This political and social landscape is complicated more and more as time passes. Not all children of the Reduced are Reduced as well. Some of them (1 in 20) has all the capabilities of a regular person. The Luddites, comfy in their estates, try to keep the CORs (Children of the Reduced) in the same menial state, bound by the same laws. The CORs prefer to think of themselves as Posts (Post-Reduction), the beginning of something new. This is a time of upheaval, a nice parallel to the social issues in Austen's novels. The Posts have money and talent that Elliot's Luddite family now lacks, much like Captain Wentworth earned a fortune in the army in Austen's Persuasion.
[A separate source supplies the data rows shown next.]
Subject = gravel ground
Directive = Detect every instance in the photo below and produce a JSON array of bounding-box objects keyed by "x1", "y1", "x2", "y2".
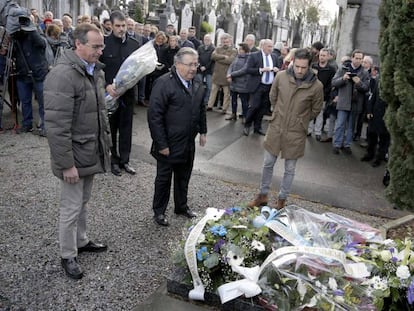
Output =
[{"x1": 0, "y1": 132, "x2": 387, "y2": 311}]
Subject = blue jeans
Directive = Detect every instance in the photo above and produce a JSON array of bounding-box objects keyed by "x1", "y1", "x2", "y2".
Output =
[
  {"x1": 17, "y1": 80, "x2": 45, "y2": 129},
  {"x1": 260, "y1": 150, "x2": 298, "y2": 200},
  {"x1": 197, "y1": 73, "x2": 212, "y2": 105},
  {"x1": 333, "y1": 110, "x2": 353, "y2": 148}
]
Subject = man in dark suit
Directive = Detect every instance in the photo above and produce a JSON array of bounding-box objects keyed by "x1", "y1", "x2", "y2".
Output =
[
  {"x1": 243, "y1": 39, "x2": 279, "y2": 136},
  {"x1": 100, "y1": 11, "x2": 139, "y2": 176},
  {"x1": 148, "y1": 47, "x2": 207, "y2": 226}
]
Elliot, like her namesake Anne Elliot, does not fit in with her family. Her father and sister care only about material things: clothing, racetracks and other such trappings. Elliot works hard to try to help the Posts and the Reduced on the family farms and estate, burdened by her family's extravagance. Meanwhile, she is haunted by worries about what has become of the boy she loved as a child, Kai, who left to find fortune at 14.
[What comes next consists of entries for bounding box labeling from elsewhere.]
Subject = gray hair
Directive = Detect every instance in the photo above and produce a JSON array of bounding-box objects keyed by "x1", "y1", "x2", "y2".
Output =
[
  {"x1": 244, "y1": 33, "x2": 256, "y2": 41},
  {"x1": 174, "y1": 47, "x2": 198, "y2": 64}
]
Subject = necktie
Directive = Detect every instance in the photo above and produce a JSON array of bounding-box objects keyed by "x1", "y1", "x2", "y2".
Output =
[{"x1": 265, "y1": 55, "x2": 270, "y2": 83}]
In Persuasion, Anne Elliot turned down Wentworth's initial proposal because her family deemed him unworthy. In Elliot's case, she let him go of her own volition, not because of any direct social pressure. Still, she has always loved him and they have been friends since a young age, due to their shared birthday. Interspersed with the main part of the novel are letters the two snuck back and forth to one another throughout their childhood. These, while sometimes entertaining, perhaps could have been reduced, or at least put into chronological order. Bouncing around in time really didn't help their impact.
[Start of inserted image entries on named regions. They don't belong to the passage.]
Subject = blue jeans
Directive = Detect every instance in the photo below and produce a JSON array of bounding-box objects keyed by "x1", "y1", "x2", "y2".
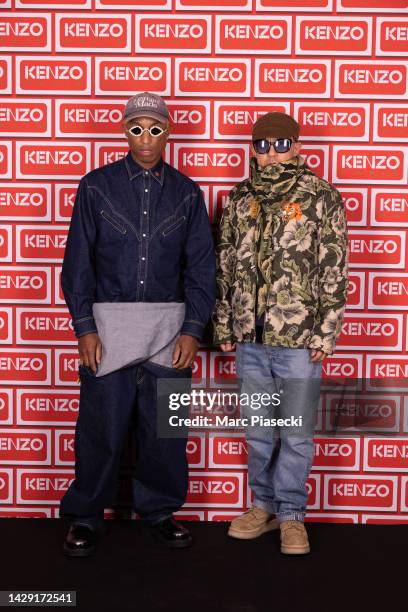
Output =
[
  {"x1": 236, "y1": 343, "x2": 322, "y2": 521},
  {"x1": 60, "y1": 362, "x2": 191, "y2": 528}
]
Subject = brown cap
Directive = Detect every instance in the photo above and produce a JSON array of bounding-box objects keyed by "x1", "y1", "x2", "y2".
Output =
[
  {"x1": 123, "y1": 91, "x2": 169, "y2": 123},
  {"x1": 252, "y1": 113, "x2": 300, "y2": 141}
]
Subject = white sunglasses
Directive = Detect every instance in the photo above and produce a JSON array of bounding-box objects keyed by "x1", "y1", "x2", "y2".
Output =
[{"x1": 128, "y1": 125, "x2": 167, "y2": 138}]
My issue with the book, despite its quality, is that I did not connect to Elliot or to Kai. Persuasion, though beautiful, is not my favorite Austen novel. I have trouble forgiving Anne and Wentworth for their behavior to one another, especially Wentworth's stupid and shameless flirting with the stupid neighbor girl. Peterfreund did such a good job with their characters that I feel much the same about Elliot and Kai. While I root for them more than I do for the other characters, I also didn't feel any special warmness towards them.

So there you have it as clearly as I can manage to put it. FDStS is brilliantly done, but it didn't touch my heart, at least not on this reading. I do think it's funny that her unicorn series is much darker than her dystopia. Still, if you're interested in this one, do give it a try.